Mesmo com dez anos da Lei Maria da Penha ainda vamos aceitar que o judiciário só aja diante do tiro ou da facada enquanto o país assumiu o compromisso de 'punir todas as formas de violência contra as mulheres'?

Para agravar a situação relatada a quinta vara de família vem proferindo decisões conflitantes com a vara especializada, ignorando os seis processos que lá tramitam e um inquérito por lesão corporal em curso na Deam.

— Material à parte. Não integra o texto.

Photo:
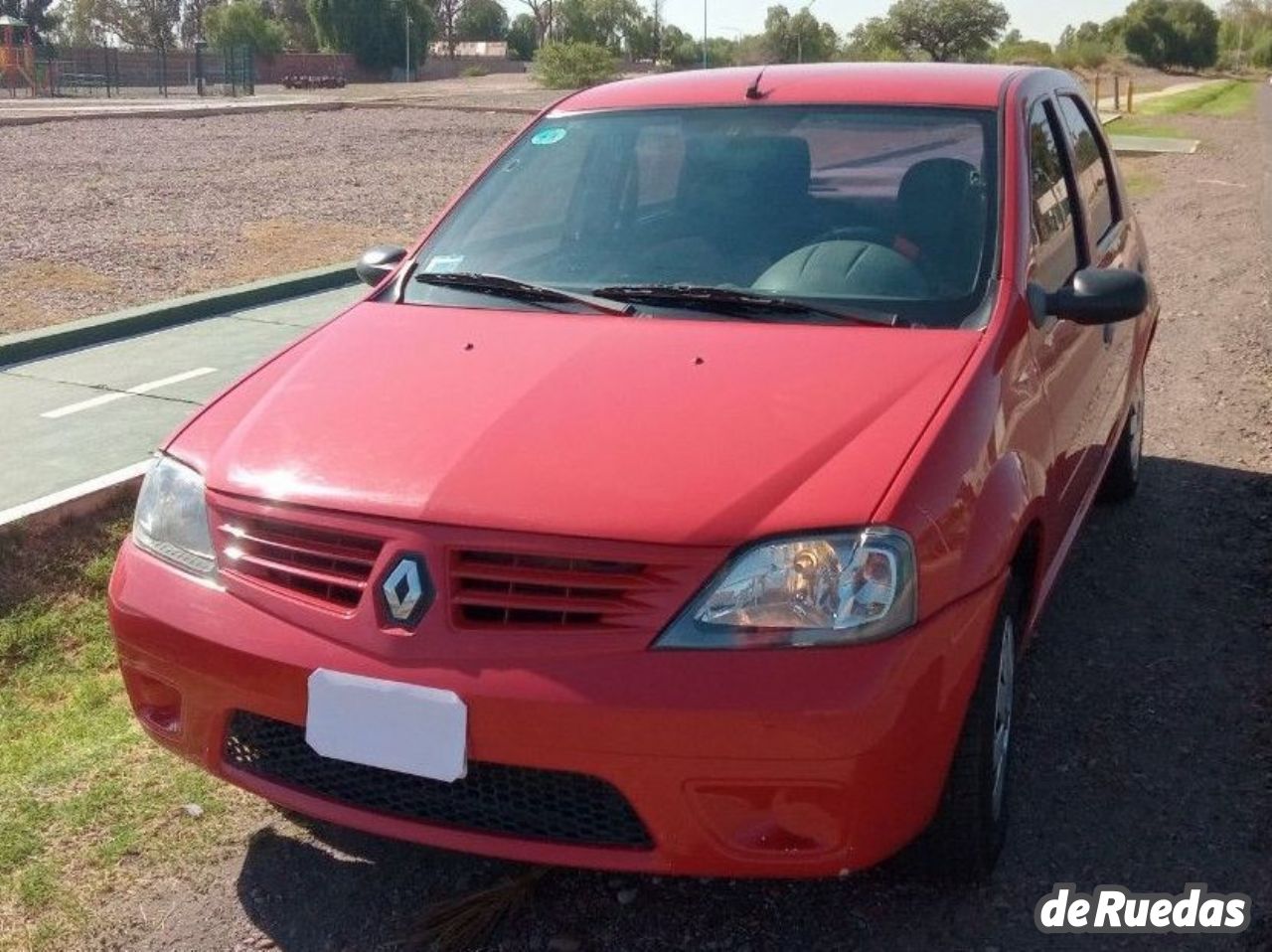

Além disso, em plantão judicial, o desembargador, cuja tia é avó do advogado que acompanhou o agressor nas últimas audiências ocorridas na vara da mulher, sem ter tido qualquer acesso aos autos, ignorando a existência dos seis processos contra o mesmo agressor na vara especializada e o inquérito por lesão corporal em curso, decidiu jogar a Lei Maria da Penha no lixo, colocando no papel o que achou conveniente, desconsiderando a violência psicológica denunciada e em pleno curso de apuração na vara especializada, concedendo liminar em sentido contrário ao desembargador prevento, demonstrando que a justiça pode por vezes ser imprudente ou afeta a parentes.

Qualquer parentesco entre o magistrado, partes e advogados deveria, moralmente, ensejar a suspeição de qualquer desembargador para atuar em um mandado de segurança, especialmente em plantão e sem acesso aos autos ou não?

Considerar qualquer litígio que envolva violência doméstica e ou intrafamiliar como “lamentável ou perfeitamente evitável”, como fez o desembargador plantonista no caso concreto que exploramos, evidencia que por conveniência pode-se desconsiderar a gravidade do que a ONU reconhece ser a maior pandemia do século XXI.

A reafirmação social na credibilidade do papel justo parece ser uma das portas de saída para que se deixe inclusive de apelar para justiçamentos amorais e se volte a acreditar que a Justiça pode prosperar, reacendendo a possibilidade de, pelo papel, chegar-se a desfechos 'justos' de violações de direitos humanos de mulheres no 'Maranhão'.